A retrospective study by John et al indicated that the survival rate has increased for patients who develop protein-losing enteropathy as a complication of the Fontan procedure, an operation for the treatment of several types of congenital heart abnormalities. Although the 5-year mortality rate has been reported to be 50% for patients who develop protein-losing enteropathy following the surgery, the investigators found that in 42 such patients identified from Mayo Clinic clinical databases, the survival rate at 5 years after the diagnosis of enteropathy was 88%. [18]

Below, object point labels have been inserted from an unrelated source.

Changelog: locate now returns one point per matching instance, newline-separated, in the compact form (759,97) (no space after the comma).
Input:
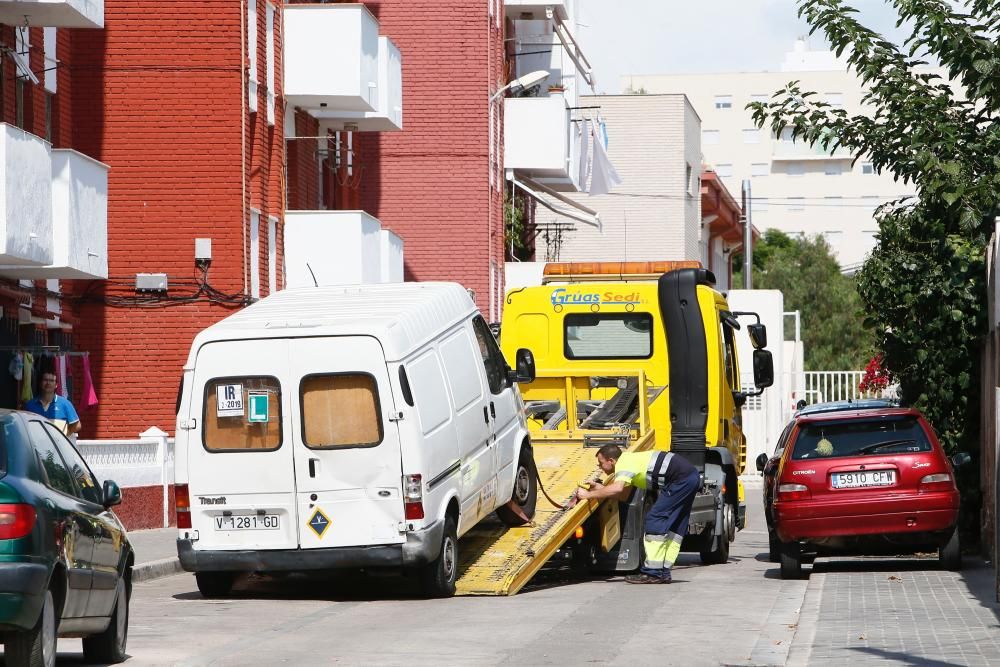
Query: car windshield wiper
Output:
(870,449)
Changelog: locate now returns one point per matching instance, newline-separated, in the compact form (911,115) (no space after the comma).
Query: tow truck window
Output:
(608,336)
(340,411)
(247,418)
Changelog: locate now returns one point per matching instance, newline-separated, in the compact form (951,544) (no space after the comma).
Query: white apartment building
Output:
(798,189)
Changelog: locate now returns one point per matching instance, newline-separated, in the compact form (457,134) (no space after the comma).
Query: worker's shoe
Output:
(642,578)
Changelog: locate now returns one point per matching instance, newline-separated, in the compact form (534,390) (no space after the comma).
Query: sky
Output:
(622,37)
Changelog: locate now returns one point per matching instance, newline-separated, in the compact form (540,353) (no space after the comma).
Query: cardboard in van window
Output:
(340,411)
(222,433)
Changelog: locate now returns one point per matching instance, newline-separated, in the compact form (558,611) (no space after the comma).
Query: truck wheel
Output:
(35,647)
(109,646)
(950,555)
(525,494)
(214,584)
(440,575)
(719,556)
(791,560)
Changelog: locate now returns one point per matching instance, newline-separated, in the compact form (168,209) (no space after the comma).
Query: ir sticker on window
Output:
(230,400)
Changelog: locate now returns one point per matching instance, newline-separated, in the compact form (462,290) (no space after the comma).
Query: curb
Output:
(156,569)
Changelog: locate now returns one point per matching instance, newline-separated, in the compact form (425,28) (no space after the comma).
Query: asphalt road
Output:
(737,613)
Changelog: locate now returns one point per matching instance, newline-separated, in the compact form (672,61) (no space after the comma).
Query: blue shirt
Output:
(59,408)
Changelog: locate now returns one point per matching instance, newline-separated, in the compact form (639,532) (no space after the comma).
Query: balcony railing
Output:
(53,13)
(388,114)
(25,198)
(540,141)
(331,57)
(339,248)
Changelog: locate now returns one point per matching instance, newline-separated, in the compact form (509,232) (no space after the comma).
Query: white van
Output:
(348,427)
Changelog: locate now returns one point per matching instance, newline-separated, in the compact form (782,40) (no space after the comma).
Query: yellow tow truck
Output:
(640,354)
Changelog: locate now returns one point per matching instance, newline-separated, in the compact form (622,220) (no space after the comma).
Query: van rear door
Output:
(240,471)
(347,451)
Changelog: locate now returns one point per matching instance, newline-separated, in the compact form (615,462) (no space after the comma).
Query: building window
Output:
(269,56)
(252,54)
(272,255)
(255,254)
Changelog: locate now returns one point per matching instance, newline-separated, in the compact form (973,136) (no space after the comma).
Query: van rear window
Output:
(242,414)
(340,410)
(860,438)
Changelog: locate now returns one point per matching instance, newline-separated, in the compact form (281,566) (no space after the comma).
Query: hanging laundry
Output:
(89,394)
(27,392)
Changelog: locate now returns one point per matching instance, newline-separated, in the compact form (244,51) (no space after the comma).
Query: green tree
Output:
(810,279)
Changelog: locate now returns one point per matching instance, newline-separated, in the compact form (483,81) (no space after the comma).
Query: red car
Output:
(864,482)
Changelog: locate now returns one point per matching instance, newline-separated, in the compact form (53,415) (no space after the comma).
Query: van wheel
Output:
(109,646)
(439,576)
(35,647)
(525,494)
(214,584)
(791,560)
(950,555)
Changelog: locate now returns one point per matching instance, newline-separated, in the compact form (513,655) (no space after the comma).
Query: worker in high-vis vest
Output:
(674,481)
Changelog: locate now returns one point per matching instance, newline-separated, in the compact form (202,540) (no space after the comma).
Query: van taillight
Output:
(16,521)
(793,492)
(937,482)
(182,502)
(413,497)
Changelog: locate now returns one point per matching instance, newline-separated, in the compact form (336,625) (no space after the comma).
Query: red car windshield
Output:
(885,435)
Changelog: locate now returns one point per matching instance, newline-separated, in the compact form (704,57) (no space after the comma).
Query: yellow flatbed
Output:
(497,560)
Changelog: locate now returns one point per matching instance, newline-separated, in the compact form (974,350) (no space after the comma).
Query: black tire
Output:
(35,647)
(525,493)
(773,547)
(718,556)
(791,560)
(214,584)
(109,646)
(950,555)
(438,577)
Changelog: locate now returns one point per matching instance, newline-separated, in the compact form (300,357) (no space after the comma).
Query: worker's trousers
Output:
(666,524)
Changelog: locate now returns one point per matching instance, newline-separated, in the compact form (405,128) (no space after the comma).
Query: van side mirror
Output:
(112,494)
(758,335)
(763,369)
(960,459)
(525,371)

The survival rate tended to be lower, however, in patients with a high Fontan pressure, reduced ventricular function (ejection fraction < 55%), and a New York Heart Association functional classification of greater than 2. Treatments associated with a higher survival rate included spironolactone, octreotide, and sildenafil, as well as the creation of fenestrae and Fontan obstruction relief. [18]


Morbidity and mortality of this condition directly relate to its cause, either primary gastrointestinal disease or a multisystem disorder.